No matter what ones position on global warming it is obvious that more study
and research is warranted, not just of global warming but of all the various ways we
humans affect the flow of energy and the cycling of nutrients through the Earth’s
ecosystems. This so that we humans as stewards of the Earth can make better decisions
not only for ourselves but for all organisms with which we share planet Earth.
Summary
In this program we’ve seen that the flow of energy through an ecosystem usually
starts with the conversion of light energy to chemical energy by plants and other
photosynthetic organisms ecologists refer to as producers. The energy then flows through
numerous trophic levels starting with primary consumers such as herbivores, then on to
carnivores such as eagles which may act as secondary, tertiary or quaternary consumers
depending the feeding habits of their prey. As displayed by energy pyramids the amount
of energy available to any given trophic level is approximately only 10% of that available
to the level before. The feeding relationships that transfer chemical energy from one level
to another are illustrated by food chains and more precisely by food webs.
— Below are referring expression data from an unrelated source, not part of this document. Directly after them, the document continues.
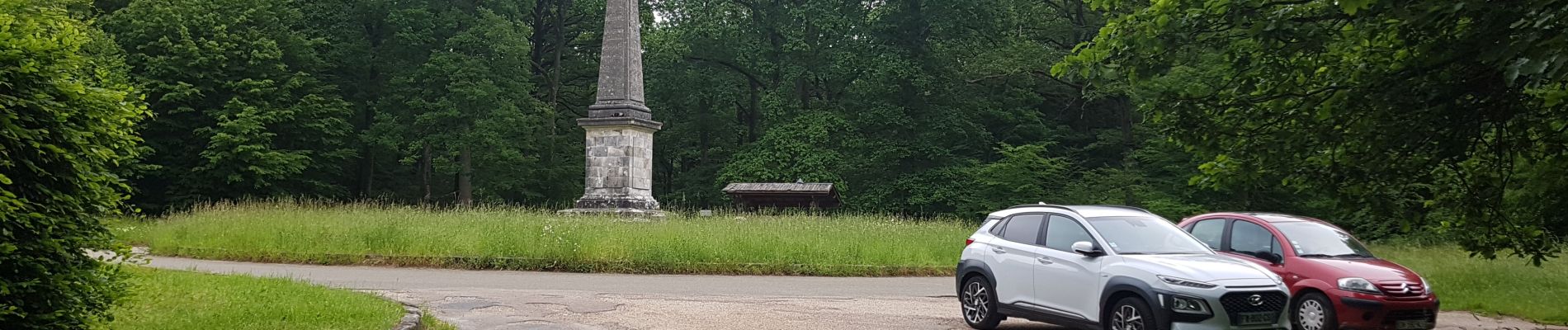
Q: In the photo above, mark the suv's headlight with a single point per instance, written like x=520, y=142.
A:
x=1189, y=305
x=1360, y=285
x=1184, y=282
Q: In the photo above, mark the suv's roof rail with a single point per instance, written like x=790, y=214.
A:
x=1037, y=205
x=1126, y=209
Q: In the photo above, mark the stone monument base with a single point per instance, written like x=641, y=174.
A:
x=615, y=211
x=620, y=167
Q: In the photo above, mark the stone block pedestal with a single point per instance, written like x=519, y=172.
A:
x=620, y=172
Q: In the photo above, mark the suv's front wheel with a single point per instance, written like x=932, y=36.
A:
x=979, y=299
x=1131, y=314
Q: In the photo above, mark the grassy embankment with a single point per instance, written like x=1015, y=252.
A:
x=174, y=299
x=1493, y=286
x=535, y=239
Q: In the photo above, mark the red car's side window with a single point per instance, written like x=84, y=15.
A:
x=1249, y=238
x=1209, y=232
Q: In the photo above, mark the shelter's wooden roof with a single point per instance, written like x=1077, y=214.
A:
x=780, y=188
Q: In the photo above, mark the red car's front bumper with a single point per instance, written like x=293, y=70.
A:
x=1366, y=312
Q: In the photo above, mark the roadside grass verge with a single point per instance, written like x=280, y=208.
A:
x=847, y=246
x=541, y=239
x=1491, y=286
x=174, y=299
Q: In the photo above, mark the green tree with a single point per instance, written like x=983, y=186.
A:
x=468, y=106
x=239, y=110
x=1416, y=113
x=66, y=130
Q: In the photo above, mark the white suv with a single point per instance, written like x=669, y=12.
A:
x=1051, y=263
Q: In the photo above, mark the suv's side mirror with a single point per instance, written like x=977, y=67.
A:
x=1270, y=257
x=1087, y=249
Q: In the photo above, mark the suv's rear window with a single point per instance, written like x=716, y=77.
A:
x=1023, y=229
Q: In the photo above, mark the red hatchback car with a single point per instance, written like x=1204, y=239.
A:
x=1334, y=280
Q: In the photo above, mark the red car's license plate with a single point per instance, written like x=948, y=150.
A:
x=1405, y=324
x=1258, y=318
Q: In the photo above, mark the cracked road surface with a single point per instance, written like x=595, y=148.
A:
x=502, y=300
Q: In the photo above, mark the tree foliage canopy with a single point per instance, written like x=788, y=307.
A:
x=1415, y=111
x=66, y=127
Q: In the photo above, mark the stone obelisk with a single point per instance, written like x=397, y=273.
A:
x=620, y=125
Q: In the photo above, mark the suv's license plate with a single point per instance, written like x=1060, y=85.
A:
x=1410, y=324
x=1258, y=318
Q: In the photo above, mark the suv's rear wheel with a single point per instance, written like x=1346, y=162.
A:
x=1313, y=312
x=979, y=299
x=1131, y=314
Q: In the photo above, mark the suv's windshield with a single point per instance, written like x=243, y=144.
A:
x=1132, y=235
x=1319, y=239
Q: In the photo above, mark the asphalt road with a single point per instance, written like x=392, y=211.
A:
x=501, y=299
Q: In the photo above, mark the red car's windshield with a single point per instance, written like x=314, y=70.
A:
x=1317, y=239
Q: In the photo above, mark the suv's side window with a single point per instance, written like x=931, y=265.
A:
x=1249, y=238
x=1064, y=232
x=1024, y=229
x=998, y=227
x=1209, y=232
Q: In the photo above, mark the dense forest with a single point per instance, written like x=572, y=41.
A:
x=1421, y=120
x=911, y=106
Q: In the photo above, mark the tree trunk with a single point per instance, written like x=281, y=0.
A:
x=466, y=177
x=423, y=172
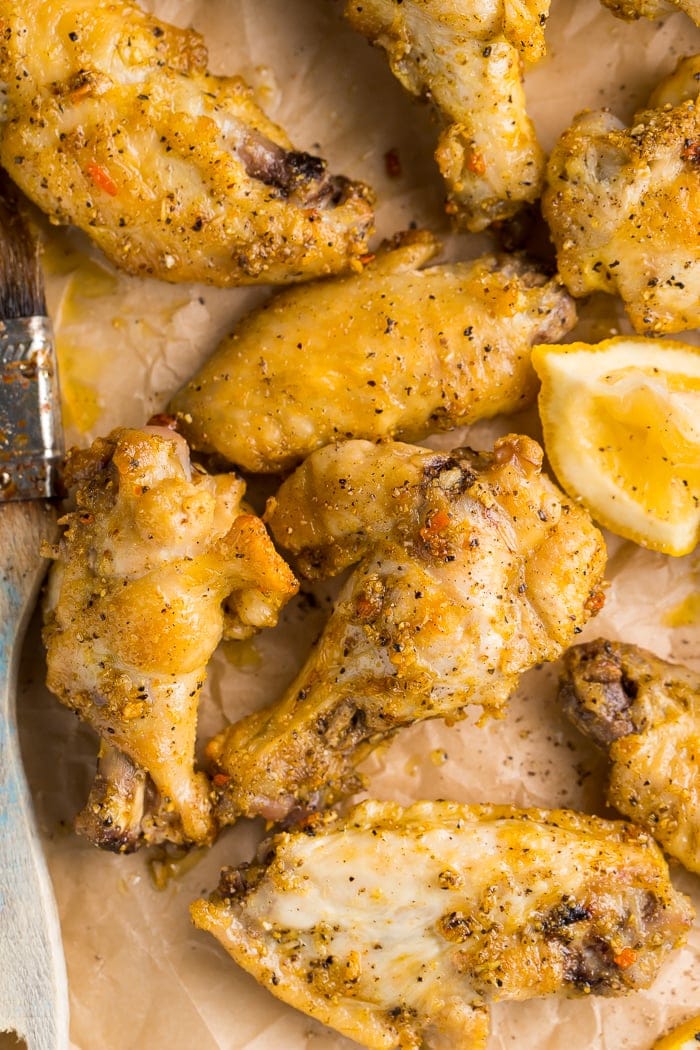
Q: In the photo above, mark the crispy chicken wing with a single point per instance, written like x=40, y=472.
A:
x=631, y=9
x=398, y=927
x=157, y=562
x=113, y=124
x=397, y=351
x=473, y=568
x=467, y=59
x=623, y=206
x=645, y=713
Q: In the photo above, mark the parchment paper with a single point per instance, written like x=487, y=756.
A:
x=141, y=977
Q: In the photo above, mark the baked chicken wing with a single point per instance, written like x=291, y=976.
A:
x=623, y=206
x=467, y=59
x=473, y=567
x=112, y=123
x=156, y=563
x=645, y=713
x=397, y=351
x=631, y=9
x=398, y=927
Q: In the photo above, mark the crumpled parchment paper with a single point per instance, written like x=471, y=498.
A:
x=141, y=977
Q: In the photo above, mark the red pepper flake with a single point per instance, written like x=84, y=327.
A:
x=393, y=163
x=102, y=180
x=438, y=521
x=691, y=151
x=595, y=602
x=626, y=959
x=475, y=163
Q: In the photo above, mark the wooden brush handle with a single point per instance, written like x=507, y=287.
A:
x=34, y=1001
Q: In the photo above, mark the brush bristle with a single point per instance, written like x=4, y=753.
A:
x=21, y=278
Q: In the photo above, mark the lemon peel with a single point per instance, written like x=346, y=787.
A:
x=621, y=429
x=685, y=1037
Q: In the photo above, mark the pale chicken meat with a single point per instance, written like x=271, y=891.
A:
x=623, y=206
x=467, y=59
x=157, y=562
x=472, y=567
x=112, y=123
x=397, y=351
x=399, y=927
x=644, y=713
x=631, y=9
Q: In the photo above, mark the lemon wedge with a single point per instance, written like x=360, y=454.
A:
x=621, y=427
x=685, y=1037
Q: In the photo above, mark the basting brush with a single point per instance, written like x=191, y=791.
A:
x=33, y=979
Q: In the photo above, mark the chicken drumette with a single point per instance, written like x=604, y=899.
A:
x=112, y=123
x=398, y=927
x=467, y=59
x=157, y=562
x=473, y=568
x=623, y=206
x=397, y=351
x=645, y=713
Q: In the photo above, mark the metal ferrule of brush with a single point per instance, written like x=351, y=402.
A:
x=30, y=435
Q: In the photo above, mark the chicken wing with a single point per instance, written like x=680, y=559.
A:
x=631, y=9
x=645, y=714
x=623, y=207
x=473, y=568
x=112, y=123
x=398, y=927
x=157, y=562
x=467, y=59
x=397, y=351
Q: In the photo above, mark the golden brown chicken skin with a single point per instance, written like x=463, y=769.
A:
x=399, y=927
x=645, y=713
x=157, y=562
x=397, y=351
x=467, y=59
x=473, y=567
x=632, y=9
x=623, y=207
x=113, y=124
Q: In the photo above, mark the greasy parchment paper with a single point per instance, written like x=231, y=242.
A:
x=141, y=975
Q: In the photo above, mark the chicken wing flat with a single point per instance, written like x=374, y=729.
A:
x=467, y=59
x=473, y=568
x=645, y=713
x=113, y=124
x=398, y=927
x=631, y=9
x=397, y=351
x=156, y=563
x=623, y=206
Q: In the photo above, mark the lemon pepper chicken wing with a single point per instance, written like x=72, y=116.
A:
x=623, y=206
x=113, y=124
x=473, y=568
x=467, y=60
x=645, y=713
x=397, y=351
x=399, y=927
x=156, y=563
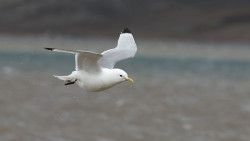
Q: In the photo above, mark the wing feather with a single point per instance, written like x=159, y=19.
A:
x=84, y=60
x=126, y=48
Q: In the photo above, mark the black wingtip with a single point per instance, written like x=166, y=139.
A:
x=126, y=30
x=51, y=49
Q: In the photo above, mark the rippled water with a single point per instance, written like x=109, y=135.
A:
x=30, y=62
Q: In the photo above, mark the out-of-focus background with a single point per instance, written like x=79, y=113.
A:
x=191, y=72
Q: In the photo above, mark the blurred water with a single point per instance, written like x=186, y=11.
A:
x=33, y=62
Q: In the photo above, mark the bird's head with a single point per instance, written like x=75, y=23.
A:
x=121, y=75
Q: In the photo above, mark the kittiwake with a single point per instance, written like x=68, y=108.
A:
x=94, y=71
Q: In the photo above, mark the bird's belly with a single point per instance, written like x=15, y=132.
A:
x=94, y=85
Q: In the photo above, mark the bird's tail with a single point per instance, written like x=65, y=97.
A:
x=64, y=78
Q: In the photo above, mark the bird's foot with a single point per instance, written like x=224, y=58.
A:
x=70, y=82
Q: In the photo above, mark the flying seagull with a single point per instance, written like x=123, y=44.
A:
x=95, y=72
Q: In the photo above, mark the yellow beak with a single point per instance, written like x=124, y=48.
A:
x=129, y=79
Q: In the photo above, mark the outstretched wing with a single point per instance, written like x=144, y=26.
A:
x=126, y=48
x=86, y=61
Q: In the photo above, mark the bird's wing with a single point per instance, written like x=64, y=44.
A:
x=126, y=48
x=86, y=61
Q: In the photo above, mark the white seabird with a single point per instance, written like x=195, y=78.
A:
x=96, y=72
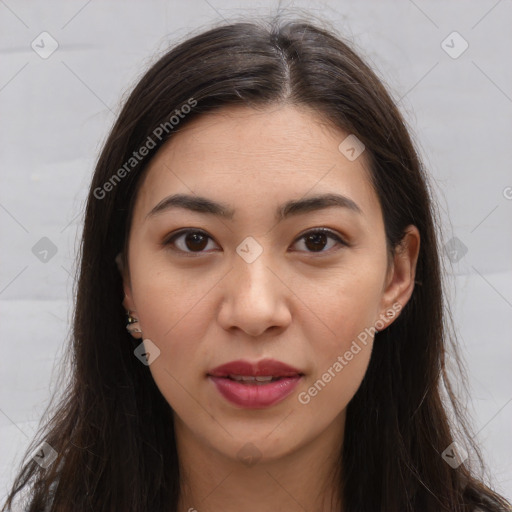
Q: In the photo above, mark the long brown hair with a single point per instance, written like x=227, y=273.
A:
x=112, y=455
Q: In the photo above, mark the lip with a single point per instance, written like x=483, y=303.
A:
x=264, y=367
x=255, y=396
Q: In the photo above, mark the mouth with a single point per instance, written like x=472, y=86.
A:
x=255, y=385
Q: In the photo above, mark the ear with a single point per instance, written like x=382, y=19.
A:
x=125, y=274
x=400, y=278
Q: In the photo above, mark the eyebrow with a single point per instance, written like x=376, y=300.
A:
x=290, y=208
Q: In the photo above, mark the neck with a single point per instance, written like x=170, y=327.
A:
x=302, y=479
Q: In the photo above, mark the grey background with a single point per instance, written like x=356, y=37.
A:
x=57, y=111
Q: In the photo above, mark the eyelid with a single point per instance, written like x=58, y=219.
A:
x=341, y=240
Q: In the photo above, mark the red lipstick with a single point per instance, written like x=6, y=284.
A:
x=255, y=385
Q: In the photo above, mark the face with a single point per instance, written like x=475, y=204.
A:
x=279, y=276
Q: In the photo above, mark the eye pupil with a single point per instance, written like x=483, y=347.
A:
x=198, y=241
x=318, y=239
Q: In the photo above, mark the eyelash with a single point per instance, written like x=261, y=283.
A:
x=330, y=234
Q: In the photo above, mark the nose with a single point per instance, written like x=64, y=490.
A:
x=255, y=298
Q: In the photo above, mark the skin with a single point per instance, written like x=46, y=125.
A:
x=300, y=303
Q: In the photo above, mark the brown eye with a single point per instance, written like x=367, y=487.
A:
x=317, y=240
x=189, y=241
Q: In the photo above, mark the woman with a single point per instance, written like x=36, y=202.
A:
x=259, y=319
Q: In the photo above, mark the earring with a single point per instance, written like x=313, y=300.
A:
x=132, y=325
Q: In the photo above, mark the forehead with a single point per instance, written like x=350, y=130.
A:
x=253, y=158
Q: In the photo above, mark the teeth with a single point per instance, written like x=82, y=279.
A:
x=266, y=378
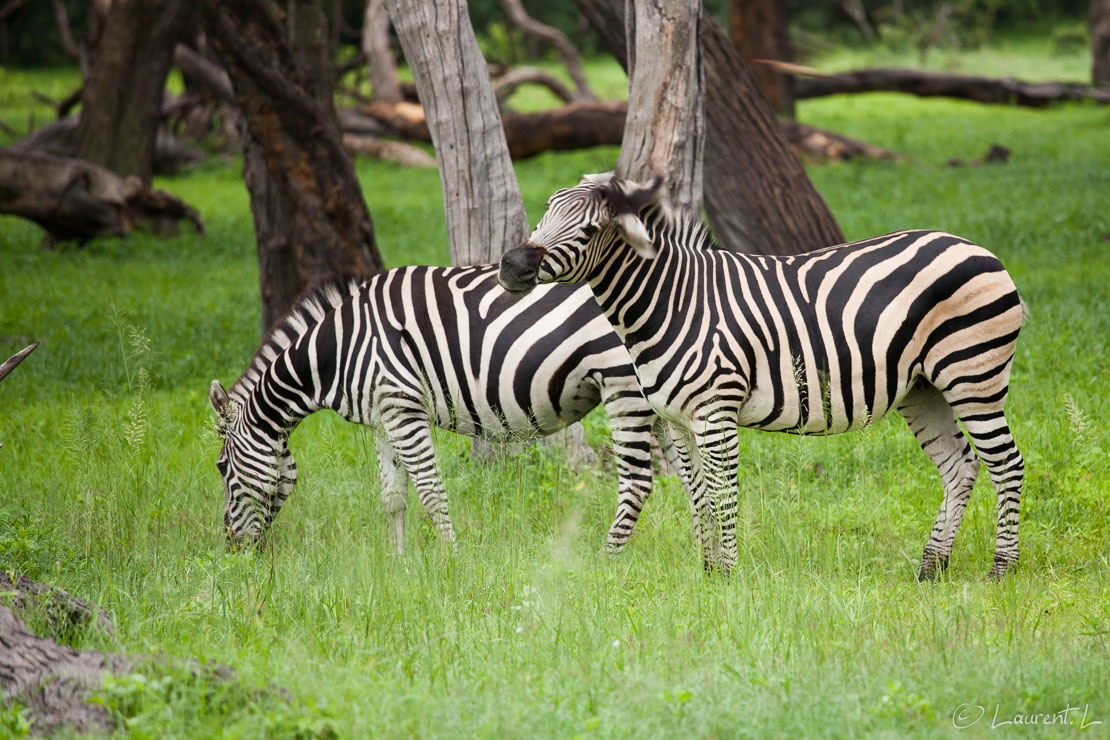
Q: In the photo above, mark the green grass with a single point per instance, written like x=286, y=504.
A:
x=110, y=490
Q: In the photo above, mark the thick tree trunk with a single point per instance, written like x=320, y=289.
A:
x=484, y=209
x=757, y=194
x=72, y=199
x=665, y=125
x=384, y=83
x=310, y=216
x=928, y=83
x=1100, y=43
x=121, y=105
x=759, y=29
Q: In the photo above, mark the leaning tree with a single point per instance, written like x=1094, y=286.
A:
x=757, y=195
x=310, y=218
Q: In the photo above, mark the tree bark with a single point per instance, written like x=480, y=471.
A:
x=384, y=83
x=759, y=29
x=928, y=83
x=72, y=199
x=121, y=105
x=553, y=38
x=757, y=194
x=484, y=209
x=310, y=218
x=665, y=125
x=1100, y=43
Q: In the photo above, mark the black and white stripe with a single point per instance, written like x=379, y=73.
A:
x=820, y=343
x=415, y=346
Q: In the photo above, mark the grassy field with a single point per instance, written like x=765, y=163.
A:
x=108, y=488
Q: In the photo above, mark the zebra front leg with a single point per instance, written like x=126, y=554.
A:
x=410, y=433
x=394, y=487
x=632, y=448
x=718, y=448
x=932, y=423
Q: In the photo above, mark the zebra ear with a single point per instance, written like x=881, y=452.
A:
x=221, y=404
x=632, y=230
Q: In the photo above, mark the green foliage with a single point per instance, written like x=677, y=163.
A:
x=110, y=490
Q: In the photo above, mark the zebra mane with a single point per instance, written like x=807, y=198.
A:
x=656, y=213
x=313, y=304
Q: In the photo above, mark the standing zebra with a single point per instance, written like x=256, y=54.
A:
x=820, y=343
x=416, y=346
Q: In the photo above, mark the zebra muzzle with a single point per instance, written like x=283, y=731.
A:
x=520, y=267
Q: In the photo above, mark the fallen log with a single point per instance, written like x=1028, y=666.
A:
x=928, y=83
x=62, y=611
x=594, y=123
x=59, y=139
x=74, y=200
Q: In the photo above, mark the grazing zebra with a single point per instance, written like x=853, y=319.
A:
x=819, y=343
x=416, y=346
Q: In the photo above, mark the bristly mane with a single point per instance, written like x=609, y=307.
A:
x=321, y=297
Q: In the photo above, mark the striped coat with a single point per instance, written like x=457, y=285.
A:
x=820, y=343
x=413, y=347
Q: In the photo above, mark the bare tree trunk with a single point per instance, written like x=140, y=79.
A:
x=555, y=39
x=1100, y=43
x=310, y=216
x=375, y=47
x=757, y=194
x=121, y=105
x=759, y=29
x=665, y=125
x=484, y=209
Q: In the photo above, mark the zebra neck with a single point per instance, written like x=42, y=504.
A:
x=285, y=393
x=637, y=294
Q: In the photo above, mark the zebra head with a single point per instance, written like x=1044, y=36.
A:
x=258, y=470
x=582, y=225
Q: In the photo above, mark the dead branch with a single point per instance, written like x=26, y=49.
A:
x=555, y=39
x=928, y=83
x=8, y=366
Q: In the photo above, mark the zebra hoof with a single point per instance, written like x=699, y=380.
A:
x=932, y=567
x=1000, y=569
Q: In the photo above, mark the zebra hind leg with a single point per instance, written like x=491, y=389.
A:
x=394, y=487
x=632, y=448
x=996, y=447
x=934, y=424
x=715, y=498
x=410, y=433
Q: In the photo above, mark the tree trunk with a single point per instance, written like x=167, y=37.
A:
x=121, y=105
x=665, y=125
x=375, y=47
x=484, y=209
x=928, y=83
x=1100, y=43
x=759, y=29
x=310, y=216
x=757, y=194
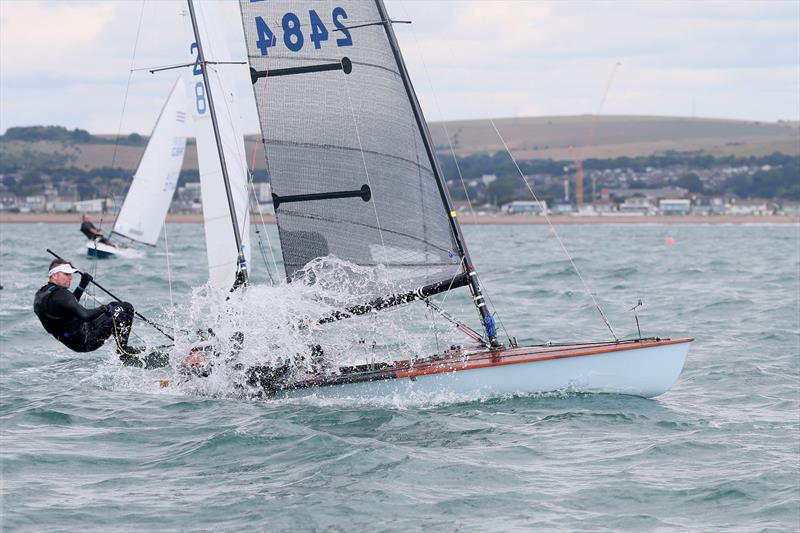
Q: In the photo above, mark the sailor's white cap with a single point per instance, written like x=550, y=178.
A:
x=66, y=268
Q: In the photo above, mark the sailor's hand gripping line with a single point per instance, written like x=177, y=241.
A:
x=138, y=314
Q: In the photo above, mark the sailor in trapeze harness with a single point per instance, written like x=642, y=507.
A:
x=78, y=328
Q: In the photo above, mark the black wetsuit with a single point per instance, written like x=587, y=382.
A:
x=88, y=229
x=78, y=328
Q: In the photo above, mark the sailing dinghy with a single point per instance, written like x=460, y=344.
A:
x=354, y=176
x=145, y=207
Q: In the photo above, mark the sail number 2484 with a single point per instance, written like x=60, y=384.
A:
x=293, y=36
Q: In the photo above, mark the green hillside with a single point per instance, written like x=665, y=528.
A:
x=594, y=137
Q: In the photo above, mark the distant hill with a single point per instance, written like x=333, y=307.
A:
x=599, y=137
x=604, y=137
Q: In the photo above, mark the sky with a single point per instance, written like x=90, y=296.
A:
x=69, y=63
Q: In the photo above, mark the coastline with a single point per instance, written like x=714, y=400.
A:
x=196, y=218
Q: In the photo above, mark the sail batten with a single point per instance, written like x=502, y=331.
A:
x=331, y=131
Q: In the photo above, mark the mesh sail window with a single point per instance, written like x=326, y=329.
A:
x=328, y=131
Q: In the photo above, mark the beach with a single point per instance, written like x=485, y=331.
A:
x=197, y=218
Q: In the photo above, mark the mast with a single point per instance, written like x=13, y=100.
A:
x=241, y=274
x=477, y=294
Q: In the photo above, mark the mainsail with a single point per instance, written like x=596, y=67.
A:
x=223, y=256
x=147, y=202
x=349, y=168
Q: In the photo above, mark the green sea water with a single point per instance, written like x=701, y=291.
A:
x=87, y=445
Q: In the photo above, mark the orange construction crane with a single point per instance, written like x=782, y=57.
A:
x=578, y=177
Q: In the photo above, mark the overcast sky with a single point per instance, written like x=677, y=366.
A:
x=67, y=62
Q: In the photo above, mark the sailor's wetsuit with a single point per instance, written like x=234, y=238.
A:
x=78, y=328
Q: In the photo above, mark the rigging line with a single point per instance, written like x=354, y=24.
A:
x=364, y=161
x=455, y=160
x=169, y=271
x=240, y=156
x=243, y=157
x=263, y=223
x=260, y=243
x=250, y=174
x=125, y=99
x=128, y=85
x=558, y=237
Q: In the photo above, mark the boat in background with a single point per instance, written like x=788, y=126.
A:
x=355, y=176
x=147, y=202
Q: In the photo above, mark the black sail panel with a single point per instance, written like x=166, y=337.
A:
x=330, y=131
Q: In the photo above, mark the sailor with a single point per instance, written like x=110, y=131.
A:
x=78, y=328
x=91, y=231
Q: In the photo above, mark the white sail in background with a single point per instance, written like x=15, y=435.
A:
x=220, y=241
x=147, y=202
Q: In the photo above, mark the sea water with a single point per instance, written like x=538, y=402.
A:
x=90, y=446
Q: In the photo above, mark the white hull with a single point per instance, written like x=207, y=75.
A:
x=102, y=251
x=647, y=371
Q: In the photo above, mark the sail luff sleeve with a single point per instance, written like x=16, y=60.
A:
x=220, y=149
x=327, y=131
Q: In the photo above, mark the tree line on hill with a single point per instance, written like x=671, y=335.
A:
x=28, y=171
x=63, y=135
x=773, y=176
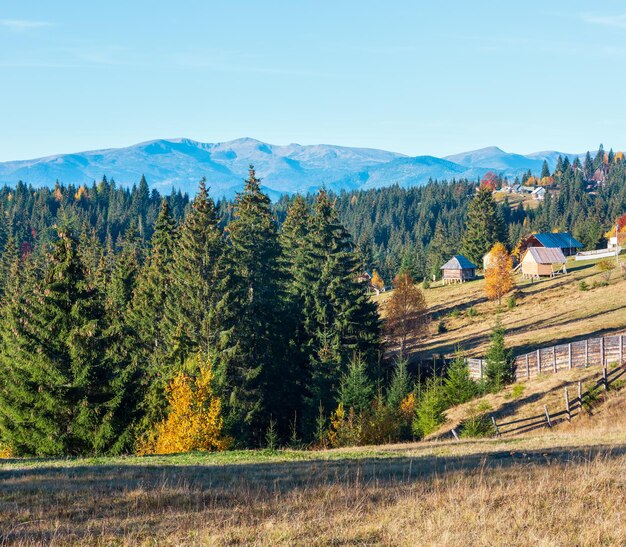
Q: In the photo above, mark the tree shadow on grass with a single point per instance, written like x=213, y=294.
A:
x=70, y=500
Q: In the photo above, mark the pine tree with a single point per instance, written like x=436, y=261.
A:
x=356, y=390
x=58, y=395
x=198, y=276
x=499, y=368
x=146, y=316
x=484, y=226
x=253, y=377
x=339, y=320
x=400, y=385
x=458, y=385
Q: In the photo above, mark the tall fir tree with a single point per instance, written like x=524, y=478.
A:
x=198, y=278
x=59, y=393
x=484, y=227
x=252, y=375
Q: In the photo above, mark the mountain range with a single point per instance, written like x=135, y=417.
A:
x=180, y=163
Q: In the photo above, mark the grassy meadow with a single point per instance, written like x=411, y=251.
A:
x=546, y=312
x=558, y=487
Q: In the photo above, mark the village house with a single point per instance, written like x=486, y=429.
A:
x=458, y=270
x=562, y=240
x=539, y=193
x=540, y=262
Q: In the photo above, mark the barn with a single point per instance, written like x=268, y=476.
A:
x=458, y=270
x=542, y=262
x=563, y=241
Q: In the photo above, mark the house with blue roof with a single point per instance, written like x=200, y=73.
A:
x=562, y=240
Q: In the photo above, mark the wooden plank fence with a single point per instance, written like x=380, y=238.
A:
x=573, y=405
x=585, y=353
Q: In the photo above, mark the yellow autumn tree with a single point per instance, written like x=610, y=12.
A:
x=194, y=420
x=499, y=276
x=377, y=281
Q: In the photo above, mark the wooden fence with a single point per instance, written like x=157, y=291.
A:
x=586, y=353
x=573, y=404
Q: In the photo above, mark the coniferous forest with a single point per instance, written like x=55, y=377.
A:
x=115, y=301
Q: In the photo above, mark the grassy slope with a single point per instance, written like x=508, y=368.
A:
x=550, y=488
x=547, y=312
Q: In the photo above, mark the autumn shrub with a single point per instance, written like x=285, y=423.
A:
x=477, y=422
x=194, y=421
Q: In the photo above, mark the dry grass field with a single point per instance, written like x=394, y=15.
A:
x=565, y=487
x=547, y=312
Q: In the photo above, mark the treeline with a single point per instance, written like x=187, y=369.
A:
x=102, y=344
x=420, y=228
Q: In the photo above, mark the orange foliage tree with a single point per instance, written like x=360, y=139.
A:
x=377, y=281
x=194, y=420
x=499, y=276
x=406, y=311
The bodies of
these once living organisms and the last bits of energy they contain are then consumed by
decomposers and detritus feeders.
Unlike energy which is basically endless and flows through ecosystems, limited
nutrient resources such as carbon, nitrogen, phosphorus, and water must cycle through
ecosystems so that they can be recycled and used again by other living organisms. The
cycling of nutrients usually includes cycling through parts of the non-living environment
such as the atmosphere or through rocks and sediments. Human activities can create
changes in the cycling of nutrients that may have a dramatic impact on an ecosystem such
as a lake or estuary or in the case of the carbon cycle the entire global biosphere.
Fortunately, ecologists and others are constantly working on ways to better monitor the
flow of energy and the cycling of nutrients through ecosystems and the entire biosphere.